Member of the Los Angeles Common Council for the 3rd Ward
- In office December 3, 1877 – December 6, 1878
- Preceded by: John H. Jones
- Succeeded by: Elisha K. Green

Personal details
- Born: March 16, 1829 Preble County, Ohio
- Died: January 24, 1893 (aged 63)

= Albert Fenner Kercheval =

American writer and politician

Albert Fenner Kercheval (March 16, 1829 in Preble County, Ohio - January 24, 1893) was a fruit grower and poet in Los Angeles County, California, and a member of the Los Angeles Common Council during the 19th Century.

==Biography==
Kercheval was born on 16 March 1829 in Preble County, Ohio; the family moved to Joliet in Will County, Illinois shortly after his birth. Kercheval, who was referred to as a "Will County boy" by one newspaper,
crossed the continent with a group of American pioneers from Peoria, Illinois, leaving from St. Joseph, Missouri, on April 20, 1849. He settled in Los Angeles by 1870.

His wife, Sarah Adelaide Wilson Kercheval, died in the family residence on Lemon Street on April 13, 1892. They had three children, Rosalie Wilson Kercheval, Leland Nelson Kercheval and Venia Alice Kercheval.

Kercheval was a miner in the Mother Lode and in Arizona.

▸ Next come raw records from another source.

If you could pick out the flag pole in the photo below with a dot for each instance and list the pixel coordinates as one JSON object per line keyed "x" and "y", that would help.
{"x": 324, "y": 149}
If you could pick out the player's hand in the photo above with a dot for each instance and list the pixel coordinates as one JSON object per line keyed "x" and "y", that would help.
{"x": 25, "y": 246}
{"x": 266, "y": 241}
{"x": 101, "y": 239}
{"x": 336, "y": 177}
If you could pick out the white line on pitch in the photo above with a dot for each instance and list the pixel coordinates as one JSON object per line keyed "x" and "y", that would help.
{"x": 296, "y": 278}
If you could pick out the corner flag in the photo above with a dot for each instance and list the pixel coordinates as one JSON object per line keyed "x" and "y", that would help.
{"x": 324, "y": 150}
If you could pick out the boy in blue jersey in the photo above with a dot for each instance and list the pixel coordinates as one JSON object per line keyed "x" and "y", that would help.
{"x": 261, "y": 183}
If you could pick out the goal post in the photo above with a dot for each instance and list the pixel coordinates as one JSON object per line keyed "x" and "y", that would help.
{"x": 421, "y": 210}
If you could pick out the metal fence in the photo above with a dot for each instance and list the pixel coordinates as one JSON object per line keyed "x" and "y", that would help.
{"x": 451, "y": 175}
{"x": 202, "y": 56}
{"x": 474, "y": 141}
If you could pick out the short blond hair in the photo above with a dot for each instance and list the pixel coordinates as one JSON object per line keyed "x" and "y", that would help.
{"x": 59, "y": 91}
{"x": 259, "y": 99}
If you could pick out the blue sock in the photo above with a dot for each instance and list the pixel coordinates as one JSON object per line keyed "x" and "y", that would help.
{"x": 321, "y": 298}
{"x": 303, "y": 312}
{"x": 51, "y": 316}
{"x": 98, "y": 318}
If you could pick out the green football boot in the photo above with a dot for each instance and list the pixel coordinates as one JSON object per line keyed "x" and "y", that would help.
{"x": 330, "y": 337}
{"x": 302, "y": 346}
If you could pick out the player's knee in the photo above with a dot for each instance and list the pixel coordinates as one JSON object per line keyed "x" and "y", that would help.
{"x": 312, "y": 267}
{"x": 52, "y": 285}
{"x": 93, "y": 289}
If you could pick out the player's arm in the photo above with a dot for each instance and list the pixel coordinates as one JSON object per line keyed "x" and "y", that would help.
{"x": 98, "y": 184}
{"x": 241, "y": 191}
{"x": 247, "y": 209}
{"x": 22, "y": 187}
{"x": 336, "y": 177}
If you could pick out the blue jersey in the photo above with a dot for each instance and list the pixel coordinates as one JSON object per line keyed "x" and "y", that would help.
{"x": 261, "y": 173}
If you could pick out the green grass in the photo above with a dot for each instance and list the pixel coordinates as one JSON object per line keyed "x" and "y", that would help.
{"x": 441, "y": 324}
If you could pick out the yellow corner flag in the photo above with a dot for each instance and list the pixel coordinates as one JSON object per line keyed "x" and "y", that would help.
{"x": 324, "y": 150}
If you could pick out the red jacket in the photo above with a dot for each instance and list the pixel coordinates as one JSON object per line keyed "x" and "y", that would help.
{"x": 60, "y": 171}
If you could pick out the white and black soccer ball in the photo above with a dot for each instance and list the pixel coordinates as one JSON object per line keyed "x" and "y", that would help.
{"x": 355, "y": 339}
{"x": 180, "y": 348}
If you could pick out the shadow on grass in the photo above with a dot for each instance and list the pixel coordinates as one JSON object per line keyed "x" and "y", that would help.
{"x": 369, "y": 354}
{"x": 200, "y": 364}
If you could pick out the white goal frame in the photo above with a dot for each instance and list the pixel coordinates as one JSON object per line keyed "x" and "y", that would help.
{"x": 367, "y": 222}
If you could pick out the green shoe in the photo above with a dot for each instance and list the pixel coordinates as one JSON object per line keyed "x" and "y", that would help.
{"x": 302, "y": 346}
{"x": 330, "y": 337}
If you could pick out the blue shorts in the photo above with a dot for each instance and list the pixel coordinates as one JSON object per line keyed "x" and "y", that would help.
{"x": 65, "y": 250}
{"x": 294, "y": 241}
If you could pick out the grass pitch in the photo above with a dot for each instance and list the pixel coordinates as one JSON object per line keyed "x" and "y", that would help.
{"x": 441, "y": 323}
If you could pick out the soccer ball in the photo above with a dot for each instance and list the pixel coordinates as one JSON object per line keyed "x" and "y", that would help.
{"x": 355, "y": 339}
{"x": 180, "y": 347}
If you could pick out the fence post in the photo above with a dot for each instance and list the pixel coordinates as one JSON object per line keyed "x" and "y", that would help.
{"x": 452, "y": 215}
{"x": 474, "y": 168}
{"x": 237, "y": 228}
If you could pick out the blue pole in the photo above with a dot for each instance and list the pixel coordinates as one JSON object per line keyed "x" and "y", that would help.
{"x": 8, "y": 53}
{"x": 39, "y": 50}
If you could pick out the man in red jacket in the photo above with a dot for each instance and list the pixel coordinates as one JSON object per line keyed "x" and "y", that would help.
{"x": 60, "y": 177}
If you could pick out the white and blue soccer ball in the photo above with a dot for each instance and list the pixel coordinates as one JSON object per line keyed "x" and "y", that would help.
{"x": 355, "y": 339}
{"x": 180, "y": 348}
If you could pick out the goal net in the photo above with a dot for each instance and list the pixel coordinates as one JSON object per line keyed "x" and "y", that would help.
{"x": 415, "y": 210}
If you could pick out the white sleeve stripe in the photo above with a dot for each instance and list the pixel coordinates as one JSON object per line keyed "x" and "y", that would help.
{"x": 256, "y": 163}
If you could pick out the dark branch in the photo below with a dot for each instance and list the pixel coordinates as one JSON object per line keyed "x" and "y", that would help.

He later became one of the leading horticulturalists in the Los Angeles area. He sold his orchard at Santa Fe and Ninth streets for subdividing in 1887.

Kercheval's poetry was published in the Los Angeles Times
 and was read at meetings of local organizations. His 532-page book, Dolores and Other Poems, was published in 1883 by A. L. Bancroft & Company of San Francisco. The book included poems by his daughter Rosalie.

==Public service==

Kercheval was elected on December 3, 1877, to represent the 3rd Ward on the Los Angeles Common Council, the governing body of the city, for a one-year term, ending December 6, 1878.

In 1890, he was a member of the Los Angeles County Agricultural Commission and served as its president. Historian Ralph E. Shaffer wrote that: "To some growers he would come to represent a bureaucratic establishment that did not know what to do about the problem facing the industry yet dictated unreasonable solutions to which the growers must conform."